The presenter described vendor and consulting costs: the Accenture implementation contract began at $29.3 million and was expanded by about $14.4 million as new Oracle functionality was purchased; an extension added $10.5 million in expense (with Accenture sharing roughly $9 million). Huron, retained for grants administration expertise and remediation work, was cited at two figures in the presentation (an earlier contract figure of $5.9 million and continuing remediation work of about $7.8 million to date). Oracle day‑2 support services were also procured. "All in all, we've spent about $62,000,000 on the core implementation," the presenter said. He added the State of Tennessee contributed $50,000,000 to the project and that roughly $8.7 million had been spent since go‑live.

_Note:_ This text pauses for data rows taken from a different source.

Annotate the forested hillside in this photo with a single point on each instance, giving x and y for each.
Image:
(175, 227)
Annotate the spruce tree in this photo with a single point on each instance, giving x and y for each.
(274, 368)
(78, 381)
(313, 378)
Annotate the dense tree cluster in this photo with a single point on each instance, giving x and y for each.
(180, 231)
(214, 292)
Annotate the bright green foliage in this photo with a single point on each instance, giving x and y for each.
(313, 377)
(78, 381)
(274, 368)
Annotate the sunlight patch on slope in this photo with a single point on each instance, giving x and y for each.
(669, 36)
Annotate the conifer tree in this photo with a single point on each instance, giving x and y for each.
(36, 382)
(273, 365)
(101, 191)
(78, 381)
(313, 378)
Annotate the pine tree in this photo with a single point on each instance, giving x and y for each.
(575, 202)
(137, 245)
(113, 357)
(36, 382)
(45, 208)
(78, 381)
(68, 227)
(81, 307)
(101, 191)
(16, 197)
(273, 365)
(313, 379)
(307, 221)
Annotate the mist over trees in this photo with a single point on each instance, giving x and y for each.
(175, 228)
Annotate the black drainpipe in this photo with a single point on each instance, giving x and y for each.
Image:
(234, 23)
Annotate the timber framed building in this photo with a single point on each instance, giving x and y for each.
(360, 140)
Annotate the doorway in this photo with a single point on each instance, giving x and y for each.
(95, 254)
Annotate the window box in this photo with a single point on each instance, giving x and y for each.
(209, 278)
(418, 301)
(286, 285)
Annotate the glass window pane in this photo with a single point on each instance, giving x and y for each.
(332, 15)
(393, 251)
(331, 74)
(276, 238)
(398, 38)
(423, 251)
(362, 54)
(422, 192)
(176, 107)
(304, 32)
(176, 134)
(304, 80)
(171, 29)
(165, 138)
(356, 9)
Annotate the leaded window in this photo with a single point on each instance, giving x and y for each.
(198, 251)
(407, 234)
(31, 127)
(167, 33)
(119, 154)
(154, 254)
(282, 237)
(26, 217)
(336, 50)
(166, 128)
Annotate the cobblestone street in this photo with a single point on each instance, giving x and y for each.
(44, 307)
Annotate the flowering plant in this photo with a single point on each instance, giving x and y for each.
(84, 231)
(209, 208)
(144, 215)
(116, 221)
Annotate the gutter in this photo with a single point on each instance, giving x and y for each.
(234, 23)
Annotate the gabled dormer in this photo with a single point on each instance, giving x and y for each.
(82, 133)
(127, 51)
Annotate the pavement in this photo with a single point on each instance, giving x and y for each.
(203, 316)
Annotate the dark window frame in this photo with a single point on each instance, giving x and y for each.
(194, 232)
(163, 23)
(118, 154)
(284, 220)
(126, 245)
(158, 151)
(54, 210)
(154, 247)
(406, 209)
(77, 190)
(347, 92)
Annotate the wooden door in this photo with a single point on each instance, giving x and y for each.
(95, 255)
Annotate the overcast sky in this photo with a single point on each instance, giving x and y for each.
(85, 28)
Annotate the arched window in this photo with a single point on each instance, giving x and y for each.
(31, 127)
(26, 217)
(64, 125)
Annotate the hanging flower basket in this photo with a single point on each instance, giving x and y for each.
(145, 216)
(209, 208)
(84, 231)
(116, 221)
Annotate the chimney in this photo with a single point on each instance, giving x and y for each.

The presenter described operational successes amid challenges: 29 monthly and biweekly payroll cycles have run since go‑live; many transactional approvals and tasks "work better" in Oracle than in the legacy system for users who have completed adoption. He also said the implementation team is changing its approach for future Oracle modules, choosing implementation partners with deeper product experience and involving early adopters to shape new functionality.
Trustees asked how scorecards had failed to show post‑go‑live issues; staff explained that sample‑based user acceptance testing and production transfer challenges made some defects visible only after full operation. Leadership reported daily work with state auditors on rolling closings of 113 financial elements and expected to provide substantial deliverables to the state audit team within days.
Ending: Committee members expressed continued support for remediation work and prioritized completing auditor deliverables; leadership said additional reporting on the resolution dashboard and remediation timetable will continue to be provided to the committee.